Le grand retour d’Albert
Comme convenu, et en dépit d’un certain retard, Albert et son canari sont de retour. Mais tout comme leur créateur, ils sont loin d’être au bout de leurs peines.
La seconde livraison des aventures d’Albert et de son canari, voyageurs au long cours, vient d’être effectuée. Ceux d’entre vous en ayant fait la demande disposent donc désormais des cinq premiers chapitres d’un roman devant, à terme, en comporter une vingtaine (soit 55 pages sur un total évalué à 350 / 400).

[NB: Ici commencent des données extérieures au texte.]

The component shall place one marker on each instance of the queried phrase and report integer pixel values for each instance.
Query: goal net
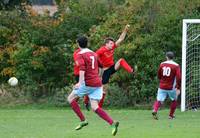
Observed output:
(190, 89)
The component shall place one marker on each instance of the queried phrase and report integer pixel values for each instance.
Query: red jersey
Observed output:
(169, 75)
(76, 68)
(106, 56)
(88, 62)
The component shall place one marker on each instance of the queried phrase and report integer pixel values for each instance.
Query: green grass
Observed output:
(60, 123)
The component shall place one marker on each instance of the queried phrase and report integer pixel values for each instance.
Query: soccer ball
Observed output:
(13, 81)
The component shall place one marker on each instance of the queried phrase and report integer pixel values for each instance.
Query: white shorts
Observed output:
(162, 94)
(94, 93)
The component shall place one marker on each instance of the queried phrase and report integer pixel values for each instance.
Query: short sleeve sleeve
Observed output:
(80, 62)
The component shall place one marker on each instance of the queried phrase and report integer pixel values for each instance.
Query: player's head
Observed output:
(109, 42)
(82, 41)
(169, 55)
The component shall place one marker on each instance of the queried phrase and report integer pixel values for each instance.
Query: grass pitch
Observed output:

Mais au train où vont les choses, et compte tenu du peu de temps que je suis effectivement en mesure de consacrer à la rédaction de cette histoire, ses chances d’être terminée avant la fin du troisième mandat de Jacques Chirac semblent assez faibles. J’ai pourtant la ferme intention de me discipliner davantage et de me mettre au diapason de mon pays bien-aimé, improbable leader mondial de la productivité industrielle (sur une base horaire s’entend, faut tout de même pas déconner), en améliorant rapidement mon output de plusieurs points de base.
De fait, le risque existe, en tardant à achever ce projet, d’être rattrapé par la réalité et de voir une histoire appartenant, en principe, au registre de la science-fiction transformée en reportage d’actualité. Car les aventures d’Albert, en dépit de l’impossibilité de se faire une idée précise de leur enjeu à la lecture des premières pages, sont censées, à plus ou moins longue échéance, prendre une tournure résolument politique... Enfin, disons que le plan assez confusément élaboré par mes soins de ses tribulations vise à permettre à mon héros de découvrir à quoi pourrait ressembler (à quoi ressemblera ?) la France idéale de certains de nos maîtres à penser.
Mais attention, les aventures d’Albert, ce n’est pas que de la politique ! Loin de là… Les aventures d’Albert, c’est aussi de l’émotion, de l’action, de la poésie, de la franche rigolade, de l’amour, même. Enfin, pour l’amour, on verra… Je ne suis pas certain de savoir, aussi bien que, je ne sais pas, moi, Houellebecq ou Catherine Millet, décrire une partie de jambes en l’air avec suffisamment de sérieux et de crédibilité pour prendre ce genre de risque. Mais pour le reste, vous ne serez pas déçus !
Bien entendu, toute nouvelle demande d’envoi sera satisfaite dans les meilleurs délais, la procédure restant inchangée (un mail poli, un pdf en retour). Et merci pour vos encouragements !
© Commentaires & vaticinations
Pour expier ta faute (qui consiste en m'avboir fait languir tout l'été) tu me recopiera 10 fois la motion Fabius avant le congrès du Mans.
Rédigé par: Simon | mardi 27 septembre 2005 at 09:41
Ce type s'appelle Bardamu et part en Voyage... C'est quoi cette histoire ?
Rédigé par: Fred | vendredi 30 septembre 2005 at 09:08
Ah, ça ce sont de bonnes questions... Mais il faudra attendre pour en savoir davantage.
Rédigé par: Hugues | vendredi 30 septembre 2005 at 09:35
pareil que Simon
Rédigé par: humour japonais | vendredi 07 octobre 2005 at 20:43
J'ai un petit commentaire hors-sujet que je tiens absolument à proposer:
ron-pichhhh..... ron-pichhhh..... ron-pichhhhhh .... etc. ;o)
Rédigé par: pikipoki | vendredi 14 octobre 2005 at 10:21
Ok, ok... Il y a quelque chose de pas mal en préparation mais je manque de temps... Disons juste que ça a quelque chose à voir avec mon défi vélocipédique : http://hugues.blogs.com/commvat/2005/06/and_now_for_som.html
Rédigé par: Hugues | vendredi 14 octobre 2005 at 17:26
pikipoki.......rien à te dire
Rédigé par: humour japonais | vendredi 14 octobre 2005 at 23:12
Bonjour,
C'est bien de s'énerver à propos de canaris chez nos amis helvète mais est-ce une raison pour délaisser le sien (et les Albert’s addicts par la même occasion) ?
Sans vouloir donner l'impression de réclamer (même si, un peu quand même).